Der Österreichische Lloyd in Ancona

  • Bis vor kurzem ging die Literatur (Del Bianco) davon aus, dass die Agentur des Lloyd in Ancona 1841 eröffnet wurde. Dass dies wohl zu spät sei habe ich immer schon vermutet. Ich ging davon aus, dass dies eigentlich im Jahre 1837 mit dem Beginn der Fahrten in die Levante war. Die Frage ist, ab wann die Geschichte wirklich "offiziell" wurde, zumal mit ziemlichen Widerständen seitens der dort noch stationierten Franzosen zu rechnen gewesen sein musste, die sicherlich kein Interesse an den österreichischen Tätigkeiten hatten. Nun ja, unter der Hand wird der Lloyd sicher aktiv gewesen sein. Da müssen die Archive in Ancona Aufschluss geben. Was mich nun hier interessiert, ob jemand den entsprechenden Stempel AGENZIA DEL LLOYD AUSTRIACO/ANCONA vor Mai 1838 gesehen hat, denn dies ist das früheste Datum, welches ich auf einem Brief verzeichnen konnte. Danke für eueren Hinweis.

  • Hallo Altitalien,

    spannendes Thema. Gibt es zur österreichischen Schiffspost, evtl. auch zur französischen Schiffspost in Italien Literatur in deutsch. Die von Del Bianco ist ja
    auf italienisch, dem ich leider nicht mächtig bin. ^^

    Viele Grüsse
    Christian

  • Leider nein, jedenfalls ist mir keine bekannt. Zur französischen Schiffspost in Italien gibt es ein aktuelles Buch von Alessandro Arseni "Storia della Navigazione a Vapore e dei Servizi Postali sul Mediterraneo" das ich sehr empfehlen kann, auch wenn man Italienisch nicht versteht, denn es enthält enorm viele Informationen, Tabellen mit Schiffen, Zeiten usw. und sehr gute Erklärungen. Es ist bislang Band 1 erschienen, es sollen aber noch mehrere folgen. Ich denke auch die Lloyd-Schifffahrt wird behandelt werden.
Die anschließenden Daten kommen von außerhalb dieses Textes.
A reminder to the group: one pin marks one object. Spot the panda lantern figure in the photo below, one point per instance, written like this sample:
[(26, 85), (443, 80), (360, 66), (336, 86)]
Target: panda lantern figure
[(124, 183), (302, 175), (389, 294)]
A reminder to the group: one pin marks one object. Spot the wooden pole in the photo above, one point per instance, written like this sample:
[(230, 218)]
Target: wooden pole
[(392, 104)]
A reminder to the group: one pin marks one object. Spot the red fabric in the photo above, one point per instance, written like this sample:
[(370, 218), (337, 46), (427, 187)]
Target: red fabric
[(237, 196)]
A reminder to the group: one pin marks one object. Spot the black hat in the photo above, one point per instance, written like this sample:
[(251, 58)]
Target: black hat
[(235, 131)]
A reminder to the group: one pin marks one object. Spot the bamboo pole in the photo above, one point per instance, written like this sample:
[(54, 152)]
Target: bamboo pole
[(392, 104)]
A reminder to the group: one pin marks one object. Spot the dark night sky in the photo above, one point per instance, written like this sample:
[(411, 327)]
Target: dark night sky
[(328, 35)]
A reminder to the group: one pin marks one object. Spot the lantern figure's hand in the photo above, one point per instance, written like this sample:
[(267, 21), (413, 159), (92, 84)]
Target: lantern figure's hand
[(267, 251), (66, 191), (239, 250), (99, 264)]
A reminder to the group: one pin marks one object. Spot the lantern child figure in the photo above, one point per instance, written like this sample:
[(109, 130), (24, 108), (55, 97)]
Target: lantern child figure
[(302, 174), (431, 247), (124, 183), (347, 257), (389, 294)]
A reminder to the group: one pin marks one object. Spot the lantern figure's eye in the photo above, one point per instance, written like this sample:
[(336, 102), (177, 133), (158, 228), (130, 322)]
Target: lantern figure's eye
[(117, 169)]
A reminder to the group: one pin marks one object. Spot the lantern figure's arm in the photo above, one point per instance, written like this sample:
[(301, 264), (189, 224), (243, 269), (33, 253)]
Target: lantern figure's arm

  • Die Postbeförderung durch den österreichischen Lloyd wurde durch eine Postkonvention zwischen der k.k. Staatsverwaltung und der Dampfschifffahrtsunternehmung des österreichichen Lloyd am 9. Juli 1851 beschlossen. Die vertraglichen Bedingungen sahen vor, daß das Dampfschifffahrtsunternehmen verpflichtet wurde, bei jeder regelmäßigen oder außerordentlichen Fahrt an den Haltestellen Postsendungen unentgeldlich oder gegen Vergütung mitzunehmen, bzw. abzugeben. Die unentgeldliche Beförderung auf den Fahrten im In- und Ausland war auf die amtlichen Brief- und Fahrpostsendungen der k. k. Behörden beschränkt. Auf den Fahrten zwischen allen österreichischen Seehäfen bezog sich diese unentgeldliche Beförderung aber auch auf die geschlossenen Briefpakete, die nichtamtliche Korrespondenzen und Zeitungen enthielten. Für alle nichtamtlichen Sendungen nach und von ausländischen Seehäfen waren die festgelegten Portosätze zu entrichten.

    In wieweit Postbeförderungen vor dem 9.7.1851 durch vertragliche Vereinbarungen geregelt wurden, entzieht sich meiner Kenntnis. Der bei eBay angebotenen Brief wird auf jedenfall von der o.a. Regelung erfaßt.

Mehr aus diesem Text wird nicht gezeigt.